Yeah this is a pretty old video. ._.


----------



## Ranguvar (Mar 23, 2013)

"The moral ofï»¿ this story: Bestiality is A-OK, especially if you're gay"-some tard
Maybe I should install this add on:
http://www.tannr.com/herp-derp-youtube-comments/


----------



## Hewge (Mar 23, 2013)

Green_Knight said:


> "The moral ofï»¿ this story: Bestiality is A-OK, especially if you're gay"-some tard
> Maybe I should install this add on:
> http://www.tannr.com/herp-derp-youtube-comments/



._. That add on must be a fake! It's too amazing to actually be real...


----------



## Aetius (Mar 24, 2013)

I for one would run in complete fear to a mental institution if I ever saw such a thing


----------



## LemonJayde (Mar 24, 2013)

You're a tad bit late, honey.


----------



## Kitsune Cross (Jul 24, 2013)

I have mixed feelings about this, a bit of: oh cool and a lot of: OMFGWTF


----------



## Faustus (Jul 25, 2013)

Can't help chuckling at some of these responses. So, what, Furryism is only OK if it's not in the mainstream?
I thought the advert was kinda cute, to be honest. (Though I do agree that a shaving cougar is pretty weird. Maybe he's off to the vet's for an operation?)
I still preferred the previous Orangina furry commercial though. Really good rendering on those models.


----------



## Gumshoe (Jul 26, 2013)

DrDingo said:


> Well, I did not expect that. Also, I always thought Orangina was a drink.
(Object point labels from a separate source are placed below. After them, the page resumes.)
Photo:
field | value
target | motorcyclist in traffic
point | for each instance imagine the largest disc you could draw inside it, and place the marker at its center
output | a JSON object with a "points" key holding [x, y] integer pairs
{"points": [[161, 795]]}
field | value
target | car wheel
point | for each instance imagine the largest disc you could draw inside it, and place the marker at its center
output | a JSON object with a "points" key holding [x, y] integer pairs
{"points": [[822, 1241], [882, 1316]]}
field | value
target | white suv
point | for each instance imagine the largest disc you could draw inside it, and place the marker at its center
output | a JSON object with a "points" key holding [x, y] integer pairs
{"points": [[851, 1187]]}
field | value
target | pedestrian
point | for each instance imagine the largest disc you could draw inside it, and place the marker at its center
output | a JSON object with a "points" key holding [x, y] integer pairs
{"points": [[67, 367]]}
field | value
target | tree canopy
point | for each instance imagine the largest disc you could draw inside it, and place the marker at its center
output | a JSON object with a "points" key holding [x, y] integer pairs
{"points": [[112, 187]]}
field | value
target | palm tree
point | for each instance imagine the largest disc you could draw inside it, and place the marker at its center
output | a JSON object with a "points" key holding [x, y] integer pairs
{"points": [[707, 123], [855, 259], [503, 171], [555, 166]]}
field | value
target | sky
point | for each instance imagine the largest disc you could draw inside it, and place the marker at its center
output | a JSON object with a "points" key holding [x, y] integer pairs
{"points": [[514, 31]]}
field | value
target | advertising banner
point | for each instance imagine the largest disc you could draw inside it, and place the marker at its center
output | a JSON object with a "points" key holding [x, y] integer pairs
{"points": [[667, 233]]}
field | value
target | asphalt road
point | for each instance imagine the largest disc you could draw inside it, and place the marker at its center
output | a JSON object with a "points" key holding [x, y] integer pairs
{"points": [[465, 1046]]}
The advert makes it look like aftershave.


They also have adverts that make it look like an alternative for milk in cereal, and as a breath freshener, and as a household cleanser, and as acne solution, and as laundry detergent, and as deodorant ,and as a hair conditioner, and as car polish (I am not sure if this list keeps going).


----------



## TransformerRobot (Aug 6, 2013)

Not the commercial I was thinking of.


----------



## Fallowfox (Aug 6, 2013)

TransformerRobot said:


> Not the commercial I was thinking of.



Which one were you?


----------



## DerekFoxtail (Aug 10, 2013)

Green_Knight said:


> Maybe I should install this add on:
> http://www.tannr.com/herp-derp-youtube-comments/



The fact that I just laughed so hard at this means that A, I need to get off the internet for the night, and B, I need to download it.


----------